2. Check your alignment: Untuck your tailbone & keep your ribs down over your hips.
This circuit can be completed on its own or you can easily add it on to your existing workout. Complete one set of each exercise back to back with breaks when you need them. Finish each round of completed exercises with 5 connection breaths.
1. Squat with forward hold: Using a Swiss ball, medicine ball, dumbbell, or plate, hold weight out in front of you with fairly straight arms. (A little bend in the elbow is fine by me.) Slowly squat back to comfortable depth. Keep your weight in your heels, give a soft forward lean, and exhale as you press back up to standing. Squeeze your glutes at the top without tucking your tailbone. (6-10 reps)
2. Row: In this workout, I decided to kneel for a little bit more glute/core engagement. This can be completed in a seated position, standing with bent knees and forward lean, or in a half kneeling position. Choose your comfort. As you row, be sure to enlist your lats and back muscles for this exercise. Shoulders and biceps tend to try to do too much. (6-10 reps)
3. Pallof Press: There are several variations to this exercise, and again, you can perform standing, seated, kneeling, half kneeling, supine, etc. In this workout, I have my bands at the bottom of my chair, however, if you’ve never performed this exercise before, I would recommend having your band or cable at about chest height. This is an anti-rotational movement and it will be challenging your shoulders, front and back of the core, glutes, quads, etc. You don’t need a heavy band or weight to “feel it.” Stand about shoulder width, begin with handles close to your chest, breathe in, then slowly press your band away from your body as you exhale. (5 reps either side)
4. Hip Thrusts: Using a Swiss ball, back of a couch, or weight bench, set up with your hiney on the ground and back resting on your ball, at about shoulder blade height.

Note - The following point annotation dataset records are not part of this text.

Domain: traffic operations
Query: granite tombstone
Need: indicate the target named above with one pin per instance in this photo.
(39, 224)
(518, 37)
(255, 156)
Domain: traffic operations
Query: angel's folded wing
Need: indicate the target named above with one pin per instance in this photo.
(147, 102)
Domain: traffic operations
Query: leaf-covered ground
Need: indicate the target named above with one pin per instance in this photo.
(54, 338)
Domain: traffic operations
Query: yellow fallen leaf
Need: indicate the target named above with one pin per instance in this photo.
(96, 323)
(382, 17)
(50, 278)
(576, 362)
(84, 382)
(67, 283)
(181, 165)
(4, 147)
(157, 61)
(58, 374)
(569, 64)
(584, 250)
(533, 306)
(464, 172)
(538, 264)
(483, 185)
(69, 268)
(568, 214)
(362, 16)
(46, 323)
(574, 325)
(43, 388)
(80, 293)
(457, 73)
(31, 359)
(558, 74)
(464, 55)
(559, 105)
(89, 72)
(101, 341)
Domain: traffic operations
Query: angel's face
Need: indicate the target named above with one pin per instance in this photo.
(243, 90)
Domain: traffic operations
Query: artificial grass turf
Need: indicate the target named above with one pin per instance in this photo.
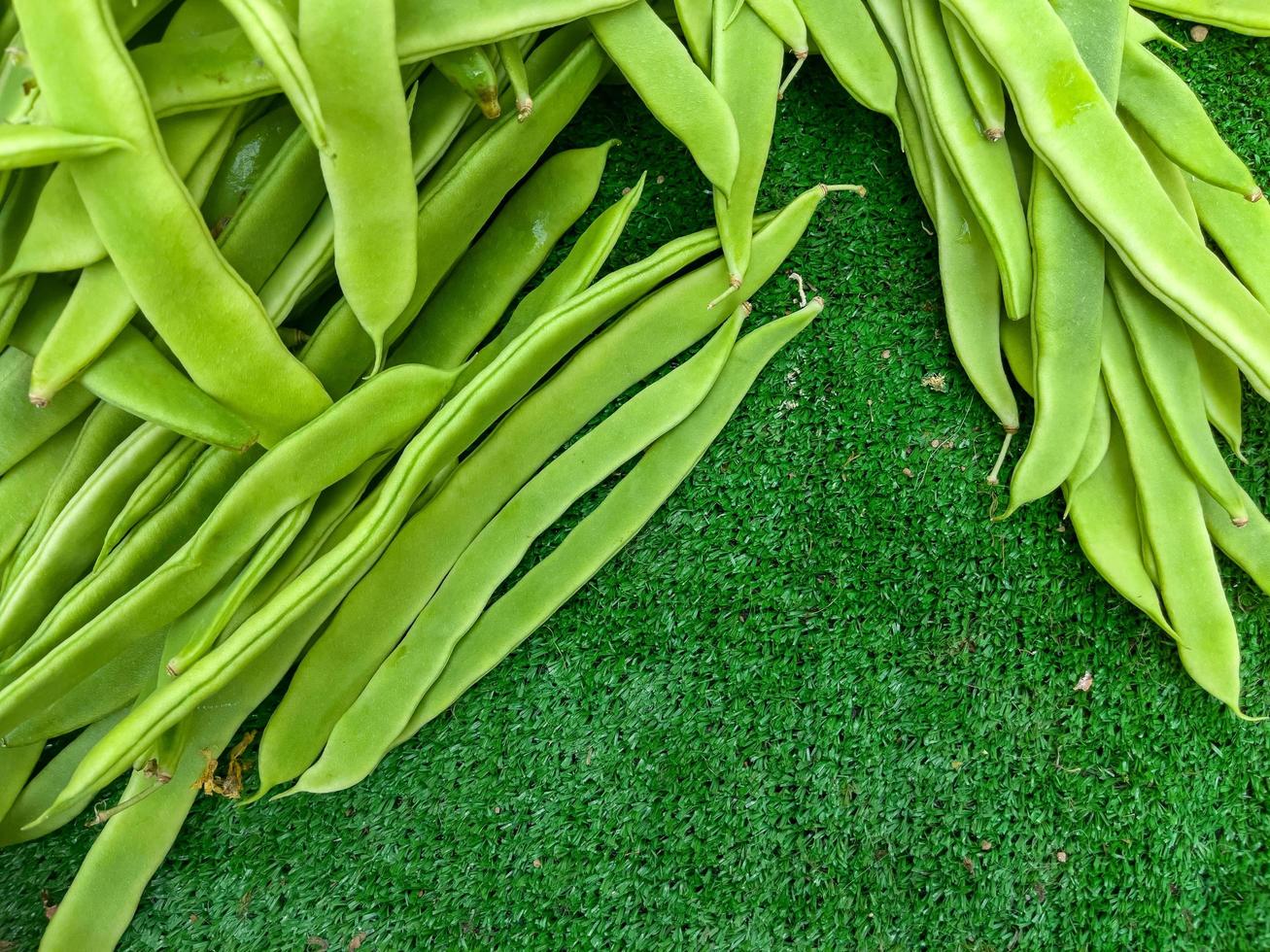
(822, 700)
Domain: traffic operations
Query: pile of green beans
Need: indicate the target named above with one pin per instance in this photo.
(276, 409)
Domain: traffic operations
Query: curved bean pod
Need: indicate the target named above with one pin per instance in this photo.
(187, 289)
(1176, 120)
(1249, 17)
(67, 549)
(695, 19)
(1077, 133)
(1067, 293)
(984, 172)
(507, 254)
(850, 44)
(366, 731)
(455, 426)
(150, 493)
(1173, 376)
(1190, 584)
(317, 456)
(23, 146)
(44, 787)
(1104, 512)
(368, 172)
(602, 533)
(673, 89)
(24, 488)
(645, 338)
(272, 33)
(745, 69)
(981, 83)
(472, 73)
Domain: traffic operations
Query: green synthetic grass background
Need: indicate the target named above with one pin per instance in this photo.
(819, 702)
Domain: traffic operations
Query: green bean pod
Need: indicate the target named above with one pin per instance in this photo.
(1176, 120)
(696, 23)
(1080, 137)
(104, 428)
(24, 426)
(150, 493)
(850, 44)
(603, 532)
(194, 300)
(1067, 293)
(455, 206)
(368, 172)
(673, 89)
(384, 603)
(23, 146)
(67, 549)
(455, 426)
(745, 69)
(472, 73)
(366, 731)
(981, 83)
(1104, 512)
(507, 254)
(984, 172)
(314, 458)
(1249, 17)
(24, 488)
(44, 787)
(1190, 584)
(1173, 375)
(133, 375)
(272, 33)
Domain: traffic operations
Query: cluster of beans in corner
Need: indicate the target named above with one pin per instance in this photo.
(274, 409)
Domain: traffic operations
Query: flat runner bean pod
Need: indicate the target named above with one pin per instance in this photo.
(507, 254)
(24, 487)
(984, 172)
(314, 458)
(971, 281)
(150, 493)
(67, 549)
(1104, 512)
(104, 428)
(745, 69)
(272, 33)
(615, 522)
(472, 73)
(1173, 376)
(61, 235)
(673, 89)
(194, 300)
(1067, 290)
(696, 23)
(368, 172)
(133, 375)
(24, 428)
(1176, 120)
(389, 596)
(44, 787)
(1077, 133)
(454, 207)
(23, 146)
(1189, 582)
(981, 83)
(571, 277)
(223, 69)
(850, 44)
(1249, 17)
(366, 731)
(454, 428)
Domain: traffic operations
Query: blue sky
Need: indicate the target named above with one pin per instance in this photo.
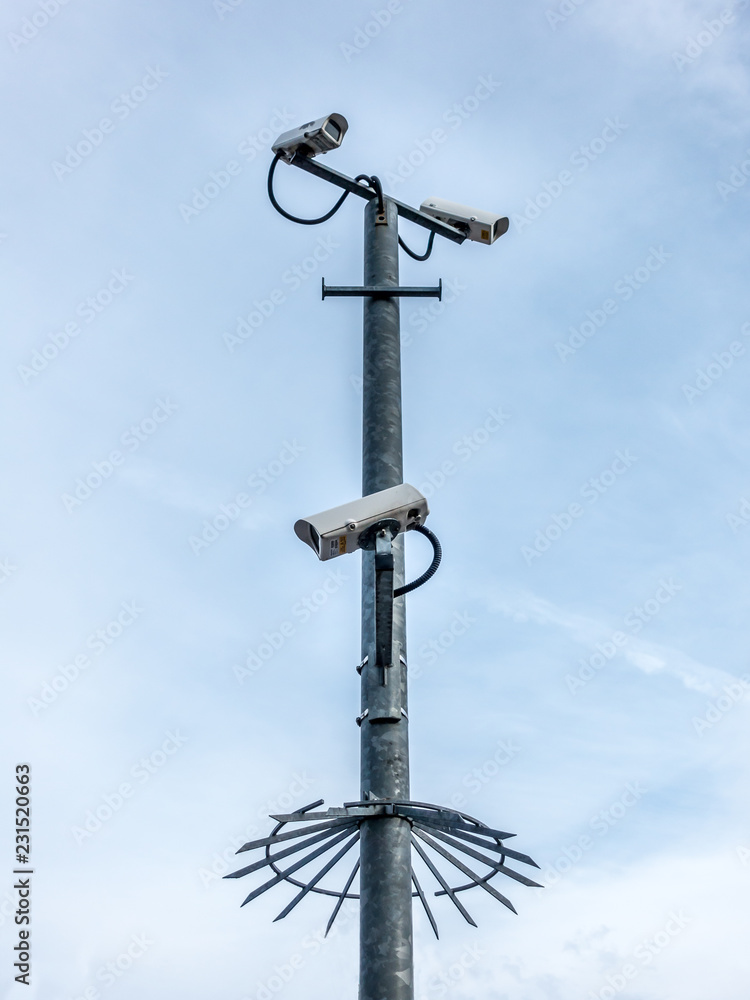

Your knees should be bent and feet far enough away so when you press up, you are making a 90 degree angle with your knees. To lift, press your weight into your heels, exhale, and press your hips up, squeezing your glutes at the top BUT be sure not to overextend your back or tuck your tailbone. Slowly lower back down with a nice inhale, and repeat again. (6-10 reps)
Note: If you feel dizziness or too much pressure or heaviness on your abdomen, take a break and reassess. Some women are not comfortable with this exercise later on in pregnancy.
5. Seated Swiss Ball Pull-Aparts: The Swiss ball is an excellent tool to help with alignment, hip opening, and gives you a little bit more stability work as you perform another exercise. The band pull-apart is a wonderful back strengthener for all of that endless baby holding you’ll be doing pretty soon. Slip your hands through the handles of your band and grasp somewhere along the middle. The closer your hands are to the middle, the harder the exercise will be. Straighten your arms out in front of you, breathe in, slowly begin your exhale and pull your band apart and out to your sides. Slowly return to center with a nice inhale, and begin again.
6. Core Connection Breath: Sit tall on a chair or Swiss ball with your tailbone untucked. Feet should be planted firmly on the ground, hips comfortable, ribs down, and shoulders should be comfortable. Place one hand on your belly and one on your hip. Breathe into your ribcage, imagine your hip bones widening, and relax your pelvic floor. Exhale slowly, imagine your hip bones coming back together, and give a slight lift to your pelvic floor (soft Kegel). (5 reps)
Check out the GIF below for a nice visual!
Complete between 4-6 rounds with breaks in between each round. Enjoy mamas! You’re doing a wonderful job!